いえ、設定がどうだとかあーだとか言うつもりはないけれど、(十分言ってる感じ) 読みすすむうちに、ガクンガクンと気が滅入っていくばかり。。
ここで、突然ですが、、
1. 料理が得意で、毎日美味しいものを作る女 2. 仕事がバリバリできて、知的な会話ができる女 3. たくさんの趣味を持ち、楽しく暮らす女 4. ひとりでは何もできず、逆らうことも知らない、長い黒髪の美少女
さあ、1〜4で、妻にするなら、どれを選びますか? 4を選んだあなたは、この物語に涙するでしょう。
2004年03月18日(木) |
清水芽美子『車椅子』 |
車椅子、からイメージするものといったら・・すばる望遠鏡・ウエストコースト・ トレミー星座・ザクースカ・カプチーノ・・・おおっと、、これじゃ、しりとり!笑
車椅子のある風景というと、北川悦吏子脚本のドラマ「Beautiful Life」。あれから 3年くらいですか?恋人の車椅子を押す主人公、キムタクが自然体だったのが 印象的でした。「メイビー」も「ぶっちゃけ」もなかったし。 車椅子のヒロイン(常盤貴子)は気が強くて、やさしくて、一生懸命で、でも難病で。。 しくしく。。最終回は涙、涙でした。。最近、ふるふる泣けるドラマがないですねぇ。
清水芽美子の『車椅子』は、作者の車椅子への温かいまなざしを感じる秀作。 ある区民センターに、車椅子の女性が新しい職員としてやってきたことで、小さな 波紋が生じます。車椅子でスイスイ進む明るく元気な姿は、まわりの人をも元気に する一方 ──。

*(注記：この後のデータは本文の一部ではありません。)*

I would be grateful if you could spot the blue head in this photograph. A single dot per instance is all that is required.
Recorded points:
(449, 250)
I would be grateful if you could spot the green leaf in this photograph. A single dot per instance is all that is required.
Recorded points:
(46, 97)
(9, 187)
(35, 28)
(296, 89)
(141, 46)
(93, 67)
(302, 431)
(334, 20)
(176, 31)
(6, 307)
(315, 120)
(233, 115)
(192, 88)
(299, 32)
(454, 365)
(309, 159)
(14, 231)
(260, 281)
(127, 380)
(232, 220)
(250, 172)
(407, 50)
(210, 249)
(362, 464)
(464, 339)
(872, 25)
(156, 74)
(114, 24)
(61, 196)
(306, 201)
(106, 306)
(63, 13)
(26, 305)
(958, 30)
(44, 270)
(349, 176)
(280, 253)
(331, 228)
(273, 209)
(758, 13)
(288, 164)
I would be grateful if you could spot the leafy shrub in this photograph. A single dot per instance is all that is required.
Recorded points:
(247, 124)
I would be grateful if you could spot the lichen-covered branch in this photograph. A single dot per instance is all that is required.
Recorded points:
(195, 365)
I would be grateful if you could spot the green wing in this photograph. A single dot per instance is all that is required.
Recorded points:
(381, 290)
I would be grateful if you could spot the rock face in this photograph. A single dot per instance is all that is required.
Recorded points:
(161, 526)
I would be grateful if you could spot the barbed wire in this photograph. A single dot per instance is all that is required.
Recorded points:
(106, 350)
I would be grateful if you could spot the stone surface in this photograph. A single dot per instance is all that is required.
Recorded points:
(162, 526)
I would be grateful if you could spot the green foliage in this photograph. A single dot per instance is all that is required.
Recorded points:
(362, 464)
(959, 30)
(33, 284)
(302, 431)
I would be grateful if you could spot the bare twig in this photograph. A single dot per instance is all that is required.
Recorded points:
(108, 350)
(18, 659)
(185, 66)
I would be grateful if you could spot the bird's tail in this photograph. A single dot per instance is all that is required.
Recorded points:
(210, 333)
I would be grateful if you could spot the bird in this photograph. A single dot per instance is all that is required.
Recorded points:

読み終えてから1週間あまり、いろいろ考えてました。そんなわけで、更新も滞って いたのですが、、。何を考えたかというと、自分にとって困難なことって、何かなとか。 一体、どんなハードルを求めているのかなとか。んー、目標設定したーい!
自分探しの旅にでたいものの、そうもいかなくて、、こころの旅、ってとこ。 あぁぁ、遠くへ行きたい・・。
2004年03月07日(日) |
菅浩江『箱の中の猫』 |
昨日の能面を題材にした『泥眼』とガラリと変わって、今日の舞台は近未来。 遠距離恋愛のラブストーリーで、胸がキュンキュン!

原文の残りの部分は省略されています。